Setting clear goals and auditing your major KPIs regularly gives you the opportunity to identify the major strengths and weaknesses of your real estate digital marketing performance, understand your target audience’s preferences, build a strong online reputation, and tailor your marketing tactics to the industry trends.
Set clear business objectives
Of course, your ultimate objective is likely to generate more leads and sales, but to measure how you’re tracking towards that goal you need to break your activity down into goals using the SMART goal setting principle.
SMART goals should be specific, measurable, achievable, realistic, and timely.
As an example, one goal might be to increase brand awareness, in which case you should be focused on driving more traffic to your website within a specific time frame. Another goal might be lead generation and you can track how many more (or fewer) leads you’re generating on your website each month.
Identify your target segments
Real estate professionals are usually dealing with multiple target segments from first home buyers, second home buyers, investors, and vendors.
Many agencies decide to go with a broad, uniform approach with their marketing, but this ‘one size fits all’ method means that more often than not, your digital marketing efforts don’t generate the responses you want.
To get attention and turn an audience into potential leads, you need to segment your content and messaging. Include the needs and problems to be solved for each of your targets in your marketing strategy to improve cut-through and engagement.
Social media is a great asset in terms of getting to know your target segments better as it enables two-way conversation and allows you to learn which segment is most interested in your services.
Establish your main KPIs
Before launching any new digital marketing, you should be selecting KPIs.
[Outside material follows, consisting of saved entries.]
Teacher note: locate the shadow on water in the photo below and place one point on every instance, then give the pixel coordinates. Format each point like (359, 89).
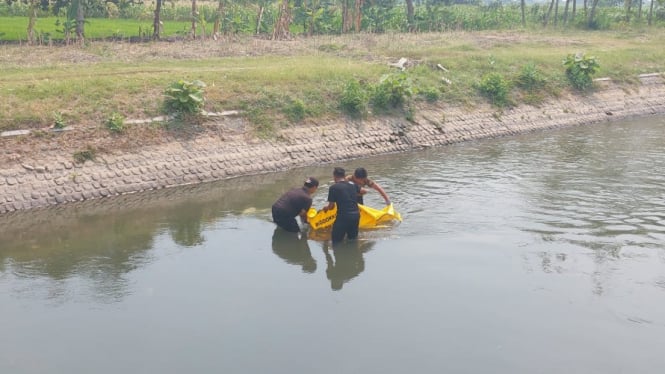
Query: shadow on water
(293, 249)
(105, 239)
(343, 262)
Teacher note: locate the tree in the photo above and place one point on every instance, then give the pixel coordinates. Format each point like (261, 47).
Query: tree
(195, 17)
(31, 20)
(281, 30)
(628, 5)
(80, 21)
(565, 12)
(358, 14)
(592, 14)
(157, 23)
(410, 19)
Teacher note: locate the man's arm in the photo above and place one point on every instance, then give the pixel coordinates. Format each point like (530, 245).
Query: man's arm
(383, 193)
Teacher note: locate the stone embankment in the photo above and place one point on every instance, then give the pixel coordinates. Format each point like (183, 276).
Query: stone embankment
(45, 180)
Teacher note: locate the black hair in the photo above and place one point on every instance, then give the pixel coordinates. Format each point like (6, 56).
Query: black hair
(360, 173)
(311, 182)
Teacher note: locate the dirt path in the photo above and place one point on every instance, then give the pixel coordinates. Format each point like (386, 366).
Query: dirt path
(45, 174)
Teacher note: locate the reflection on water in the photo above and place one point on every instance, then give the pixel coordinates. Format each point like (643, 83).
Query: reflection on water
(293, 249)
(510, 249)
(345, 261)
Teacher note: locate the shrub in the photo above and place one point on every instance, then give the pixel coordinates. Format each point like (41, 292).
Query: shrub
(530, 78)
(115, 123)
(431, 94)
(354, 98)
(494, 87)
(84, 155)
(184, 97)
(58, 121)
(392, 91)
(579, 70)
(295, 111)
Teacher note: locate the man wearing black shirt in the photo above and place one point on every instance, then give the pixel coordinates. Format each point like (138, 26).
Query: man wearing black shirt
(343, 194)
(295, 202)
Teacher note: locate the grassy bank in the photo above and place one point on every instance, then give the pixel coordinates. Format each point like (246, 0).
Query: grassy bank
(271, 80)
(50, 28)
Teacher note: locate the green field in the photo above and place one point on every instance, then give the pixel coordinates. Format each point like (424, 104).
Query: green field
(273, 82)
(15, 28)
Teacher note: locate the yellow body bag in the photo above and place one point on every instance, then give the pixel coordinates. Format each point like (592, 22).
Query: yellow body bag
(370, 218)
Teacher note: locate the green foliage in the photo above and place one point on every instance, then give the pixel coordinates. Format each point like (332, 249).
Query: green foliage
(531, 78)
(579, 69)
(84, 155)
(392, 91)
(495, 87)
(115, 122)
(431, 94)
(184, 97)
(354, 99)
(58, 121)
(296, 110)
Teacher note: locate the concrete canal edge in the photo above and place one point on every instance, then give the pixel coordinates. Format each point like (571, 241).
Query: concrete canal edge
(42, 180)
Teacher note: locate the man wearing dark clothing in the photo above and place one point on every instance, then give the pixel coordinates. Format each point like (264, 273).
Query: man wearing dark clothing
(295, 202)
(344, 194)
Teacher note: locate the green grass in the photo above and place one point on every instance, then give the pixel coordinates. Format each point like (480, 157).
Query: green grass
(15, 28)
(265, 78)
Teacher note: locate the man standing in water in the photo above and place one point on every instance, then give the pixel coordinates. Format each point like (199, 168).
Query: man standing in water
(359, 177)
(295, 202)
(344, 194)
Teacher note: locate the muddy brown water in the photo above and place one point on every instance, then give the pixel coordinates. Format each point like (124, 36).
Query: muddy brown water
(540, 253)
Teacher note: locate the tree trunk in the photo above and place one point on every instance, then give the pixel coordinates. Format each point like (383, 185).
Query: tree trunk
(281, 30)
(629, 8)
(156, 22)
(358, 14)
(31, 21)
(346, 17)
(410, 18)
(80, 23)
(549, 13)
(195, 15)
(259, 18)
(586, 9)
(592, 13)
(216, 30)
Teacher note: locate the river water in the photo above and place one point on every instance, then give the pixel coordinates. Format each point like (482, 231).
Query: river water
(541, 253)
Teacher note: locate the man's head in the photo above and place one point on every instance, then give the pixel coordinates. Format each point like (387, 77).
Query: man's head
(311, 182)
(360, 176)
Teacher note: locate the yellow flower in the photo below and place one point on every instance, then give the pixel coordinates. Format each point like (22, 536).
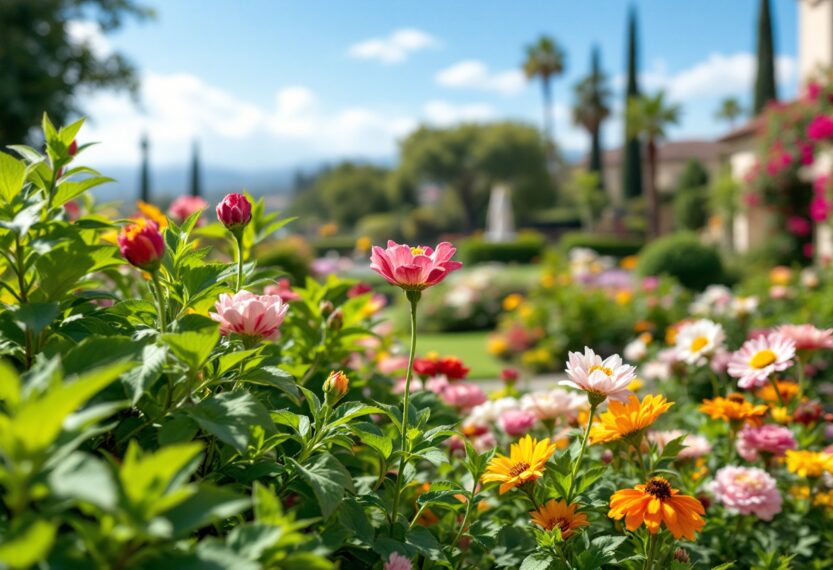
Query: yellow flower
(809, 463)
(153, 214)
(524, 464)
(512, 302)
(621, 420)
(559, 514)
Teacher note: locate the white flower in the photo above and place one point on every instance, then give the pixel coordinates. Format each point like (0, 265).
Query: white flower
(554, 404)
(609, 378)
(760, 357)
(698, 340)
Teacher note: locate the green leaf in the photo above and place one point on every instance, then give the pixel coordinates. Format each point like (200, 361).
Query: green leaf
(27, 542)
(12, 176)
(207, 505)
(230, 417)
(329, 480)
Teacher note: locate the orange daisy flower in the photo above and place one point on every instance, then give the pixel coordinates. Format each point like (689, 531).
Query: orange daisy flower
(657, 502)
(559, 514)
(733, 408)
(525, 463)
(622, 420)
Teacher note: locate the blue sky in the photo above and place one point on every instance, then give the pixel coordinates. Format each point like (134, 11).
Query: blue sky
(266, 84)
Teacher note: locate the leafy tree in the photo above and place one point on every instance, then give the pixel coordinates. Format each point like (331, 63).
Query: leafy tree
(545, 61)
(44, 67)
(766, 89)
(648, 117)
(729, 111)
(591, 108)
(632, 170)
(468, 159)
(350, 191)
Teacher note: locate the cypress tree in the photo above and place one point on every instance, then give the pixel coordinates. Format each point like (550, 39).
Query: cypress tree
(632, 163)
(765, 87)
(196, 180)
(144, 172)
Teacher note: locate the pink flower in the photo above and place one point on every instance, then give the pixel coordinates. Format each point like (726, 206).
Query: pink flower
(250, 315)
(609, 378)
(517, 422)
(235, 211)
(463, 395)
(397, 562)
(282, 289)
(769, 439)
(414, 268)
(747, 490)
(820, 128)
(807, 337)
(760, 357)
(183, 207)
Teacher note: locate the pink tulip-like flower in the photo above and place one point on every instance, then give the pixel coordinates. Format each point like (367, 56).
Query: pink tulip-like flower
(767, 439)
(807, 337)
(249, 315)
(760, 357)
(234, 212)
(464, 395)
(517, 422)
(397, 562)
(747, 490)
(183, 207)
(607, 378)
(414, 268)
In other words, the metrics you’ll track so you can measure actual performance against the goals you have set.
There are three main types of KPIs to consider:
- Traffic metrics – number of website visits, new vs returning website visitors, bounce rates and time on site
- Conversion metrics – number of contact forms completed, number of content downloads, number of ‘click to calls’ and lead to customer ratios
- Revenue metrics – cost per click and cost per conversion
Examples of common metrics are 500 new website visitors in the next 30 days or a 10% increase in online conversions within 90 days.
Take actionable steps based on your stats
Remember that measuring digital marketing is only half of the job and once you have the data you need, it’s important to make adjustments based on the insights you gather.
One outlying result may not justify a complete rethink of your marketing, but if you see persistent trends that either represent challenges or opportunities for you, the faster you jump on them the faster you can optimize your overall digital marketing strategy.
As competition in the real estate industry continues to heat up, the more significant a role your digital marketing efforts will become in your ultimate success.
Without a high-performing website or strong social media presence, you are missing out on potential leads and a chance to rise above the competition.
To get the most from your digital marketing, you need to remove the guesswork and focus on the data. Tracking your performance regularly is the easiest way for you to make smart, data-driven decisions quickly and ensure the best possible ROI for your agency.